Skin lesions often occur in the genital region of both sexes. In males, scrotal involvement is most characteristic; however, lesions can also develop on the penile shaft. In females, the labial area is most commonly involved, with lesions occasionally developing in the vagina and on the perineum. Genital ulcerations typically heal with scarring and are more painful in men. Development of ulcerations in women may correlate with menstruation.

Nodules that resemble erythema nodosum are more common in the lower extremities of females. They are tender, erythematous, and nodular and usually resolve after 2-3 weeks but often recur. Erythema nodosum may be an indicator of mild Behçet disease.

Acneiform papulopustular lesions are more common in men and are usually found on the trunk and extremities, although they may develop anywhere on the body.

Extragenital ulcerations that heal with scarring are rare and affect only 3% of patients.^[45]These are very specific for Behçet disease. They can be found in the axillae, neck, breast, interdigital skin of the feet, and groin.

Positive pathergy test is more common in Turkish and Japanese populations, as well as patients with ophthalmic and neurologic manifestations.

Ocular lesions

Ocular presentations (anterior or posterior uveitis, hypopyon, retinal vasculitis, cystoid macular degeneration) represent the first manifestation of disease in 10-20% of patients with Behçet disease. In most cases, however, ocular involvement follows the oral and genital ulcers by 3-4 years.^{[20, 46]}

Symptoms and signs commonly include blurred vision, periorbital pain, photophobia, scleral injection, and excessive lacrimation.

Men, particularly of Iranian and Japanese descent, tend to present with more severe eye involvement.

Highly recurrent posterior uveitis can lead to blindness.

Ocular involvement resulting in blindness commonly develops within the first 7 years. The prognosis is better for persons who develop symptoms later in the disease course.

Ocular involvement is seen in 50-75% of patients who have Behçet disease. In most cases, the ocular symptoms follow the oral and genital ulcers by 3-4 years, although ocular disease is the initial manifestation in about 20% of cases. Ophthalmic manifestations of Behçet disease are characterized by severe recurrent attacks of intraocular inflammation. Symptoms are characteristic of uveitis - light sensitivity, photophobia, pain, decreased vision, floaters. In one series, anterior uveitis was present in 59% of cases; posterior uveitis was present in 76% of cases; and panuveitis was present in 88.1% of cases.^[46]

Neurologic manifestations

Collectively, neurologic signs and symptoms tend to be an unusual late manifestation, 1-8 years after disease onset. They include the following:

Memory tends to be affected in most cases, particularly affecting recall and learning. Orientation, arithmetic, and language are often unaffected.
Symptoms are usually parenchymal in nature, predominantly with brainstem involvement. ^[36]
Behavioral changes, primarily apathy or disinhibition, occur in 54% of patients.
Seizures and bulbar signs with ophthalmoplegia are less common.

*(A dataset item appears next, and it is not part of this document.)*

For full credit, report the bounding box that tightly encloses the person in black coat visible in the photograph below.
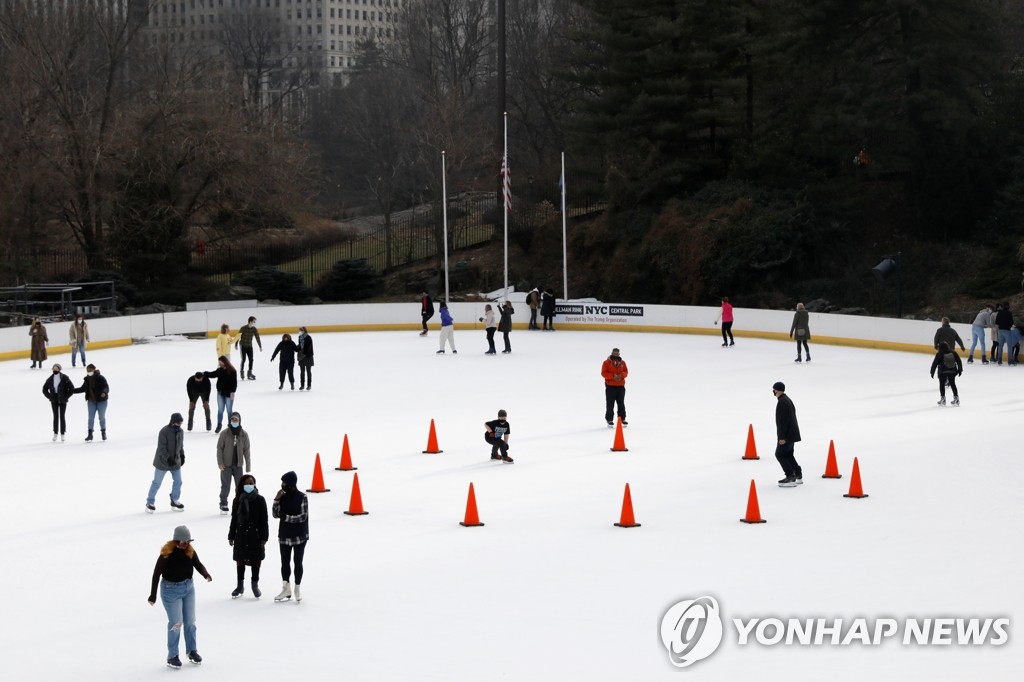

Other less common findings include the following:

Infarctions due to vasculitis or thrombosis
Meningoencephalitis
Lymphocytic meningeal infiltration
Demyelinization

Vasculopathy

Behçet disease can cause aneurysms in the pulmonary arterial tree that often prove to be fatal. Pulmonary artery aneurysmal involvement is associated with right-sided cardiac thromboses and can manifest as hemoptysis, cough, chest pain, or dyspnea.^[17]

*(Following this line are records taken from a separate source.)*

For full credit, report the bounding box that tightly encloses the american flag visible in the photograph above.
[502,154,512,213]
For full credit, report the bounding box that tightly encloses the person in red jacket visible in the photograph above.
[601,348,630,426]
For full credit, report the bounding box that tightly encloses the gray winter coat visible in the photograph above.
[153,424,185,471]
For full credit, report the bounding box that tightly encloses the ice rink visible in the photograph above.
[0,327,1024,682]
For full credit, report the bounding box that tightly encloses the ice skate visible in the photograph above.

Vasculitis of the small and large vessels can cause a panoply of symptoms depending on location of the lesions.

Arterial disease predominantly affects males and only rarely occurs in women.^[47]

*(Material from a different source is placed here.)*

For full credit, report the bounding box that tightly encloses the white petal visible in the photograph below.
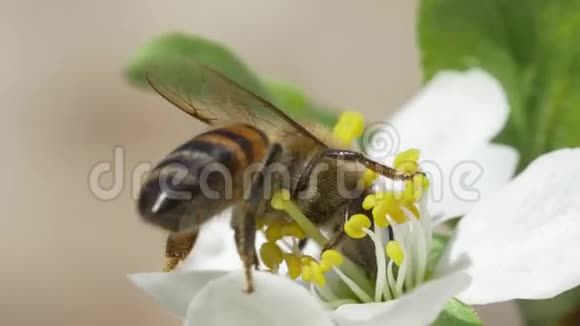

Venous involvement (usually in the form of superficial thrombophlebitis) is more common than arterial involvement.^[45] Superficial thrombophlebitis presents in a linear fashion with overlying erythema and is often confused with erythema nodosum. In males, formation of these linear areas of vasculopathy leads to sclerosis and stringlike thickening in the affected areas.

Symptoms correlate with the vessel involved and may be devastating. For example, extension of an inferior vena caval clot to the hepatic vein may be the mechanism of Budd-Chiari syndrome in Behçet disease.^[47]

Arthritis

Arthritis and arthralgias occur in as many as 60% of patients and primarily affect the lower extremities, especially the knee. Ankles, wrists, and elbows can also be primarily involved.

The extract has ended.